Réponse: Il ne s'agit pas de sauver l'enfant, mais plutôt de ne pas le tuer ! Il y a une différence entre tuer sa grand-mère de 95 ans parce que de toute façon elle est vieille et que sa mort est inéluctable et la laisser mourir naturellement que ce soit de manière douce ou douloureuse. Il est gravement immoral d'ôter la vie. Vous semblez oublier que vous n'avez pas le DROIT d'ôter la vie de cet enfant. Si sa mort est inéluctable, c'est vrai aussi pour vos vies ! Si sa mort (à l'enfant) peut mettre en danger la vie de la mère, eh bien c'est le prix à payer de sa grossesse ectopique, eh oui, il y un risque à enfanter, à porter un enfant.

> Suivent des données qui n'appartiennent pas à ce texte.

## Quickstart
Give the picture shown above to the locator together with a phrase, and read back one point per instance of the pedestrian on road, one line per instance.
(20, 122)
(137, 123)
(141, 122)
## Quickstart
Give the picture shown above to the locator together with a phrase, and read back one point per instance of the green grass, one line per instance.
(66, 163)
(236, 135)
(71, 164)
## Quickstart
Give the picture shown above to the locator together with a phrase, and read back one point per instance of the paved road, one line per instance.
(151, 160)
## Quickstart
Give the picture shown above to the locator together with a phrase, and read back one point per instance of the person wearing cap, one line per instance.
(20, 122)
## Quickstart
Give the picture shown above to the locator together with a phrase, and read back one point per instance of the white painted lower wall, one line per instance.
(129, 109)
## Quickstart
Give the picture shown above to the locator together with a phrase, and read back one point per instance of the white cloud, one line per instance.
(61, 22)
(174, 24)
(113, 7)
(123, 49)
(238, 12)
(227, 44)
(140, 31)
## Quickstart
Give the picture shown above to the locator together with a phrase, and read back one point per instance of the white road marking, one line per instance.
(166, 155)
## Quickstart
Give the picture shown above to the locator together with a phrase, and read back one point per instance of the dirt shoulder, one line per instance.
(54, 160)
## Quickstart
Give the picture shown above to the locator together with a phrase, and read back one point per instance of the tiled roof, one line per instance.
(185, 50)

La maman peut perdre la vie, mais au moins jamais elle n'aura causé la mort de son enfant et C'EST CE QU'IL Y A DE PLUS IMPORTANT. Si les deux meurent, alors ils seront unis éternellement par une alliance d'amour. Si la mère cause le décès de son enfant pour sauver sa vie (même si l'enfant est déjà condamné), alors son acte me semble immoral et égoïste.

Si la maman décide de sauver sa vie en arrêtant sa grossesse, en réalité elle cause un meurtre (c'est un avortement). Si elle prend le risque de perdre sa vie, elle ne tue pas son enfant (ce n'est pas un avortement). C'est une différence essentielle. Eh oui, c'est exigeant que d'aimer jusqu'à donner sa vie GRATUITEMENT. La grossesse ectopique lie la maman à son enfant d'une manière présentement insolvable au niveau médical (sauver l'enfant n'est pas médicalement encore réalisable semble-t-il), par conséquence elle aura donné sa vie à vouloir donner la vie. Ils seront unis éternellement dans l'amour et auront réussi leur vie, la maman aura vécu le martyr d'amour. Et c'est l'essence de notre vie chrétienne. Quel est le problème ?

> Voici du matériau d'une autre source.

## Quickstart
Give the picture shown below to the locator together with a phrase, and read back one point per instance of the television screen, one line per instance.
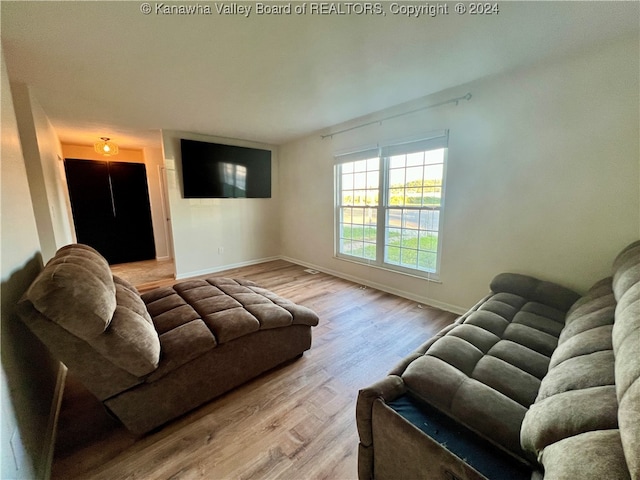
(214, 170)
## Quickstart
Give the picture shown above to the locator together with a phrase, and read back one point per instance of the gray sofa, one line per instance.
(153, 357)
(534, 381)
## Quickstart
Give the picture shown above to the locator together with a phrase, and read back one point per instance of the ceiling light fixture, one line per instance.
(105, 147)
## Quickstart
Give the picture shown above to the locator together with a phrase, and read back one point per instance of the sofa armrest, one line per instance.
(387, 389)
(541, 291)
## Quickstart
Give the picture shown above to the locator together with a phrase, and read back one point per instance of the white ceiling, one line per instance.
(105, 69)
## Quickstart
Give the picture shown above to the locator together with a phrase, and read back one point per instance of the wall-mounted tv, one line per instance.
(214, 170)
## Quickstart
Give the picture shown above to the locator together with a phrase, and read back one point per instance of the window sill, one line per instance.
(429, 277)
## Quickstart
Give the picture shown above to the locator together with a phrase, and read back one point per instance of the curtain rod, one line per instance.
(446, 102)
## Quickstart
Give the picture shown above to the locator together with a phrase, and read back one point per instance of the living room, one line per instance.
(542, 173)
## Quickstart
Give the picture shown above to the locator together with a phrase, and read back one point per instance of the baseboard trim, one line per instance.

Dans ton argumentation, il y a quelques sophismes que je ne reprendrai pas car ce serait trop long. Par exemple : "Et en fait nous ferions un mal plus grand en laissant l'état de la mère et de l'enfant s'aggraver, plutôt que d'y mettre fin maintenant" C'est faux, car en mettant fin à la vie de l'enfant nous commettons un meurtre. Ce n'est donc pas un mal plus grand que de risquer la vie de la maman. Risquer sa vie pour ne pas commettre un meurtre est un devoir d'amour.


:shock: :shock: :shock: :shock:

Tu pense cela aussi??????
Alors là...!!!! J'ai presque honte d'être kto sur ce coup là :oops: :oops:
Je ne suis absolument pas d'accord :x mais alors pas du tout!!
Imagine toi enceinte, dans la même situation que valérie et réfléchie avec ton côté féminin...tu verras les choses autrement, je peus te l'assurer!
Tu as demandé à ton ami et il t'a répondu, mais est ce aussi vraiment ton avis??
N'as tu pas un point de vue qui vient de ton coeur, là, ce truc qui bat en toi...

Bisous valérie, vraiment sincèrement je t'encourage à suivre ton coeur...quelque soit la solution que tu es choisi. Nous sommes présent à vos côtés, vous n'êtes pas seul.
> Jésus, de retour sur terre, s'étonnerait qu'on le commente tant et qu'on essaie si peu de l'imiter.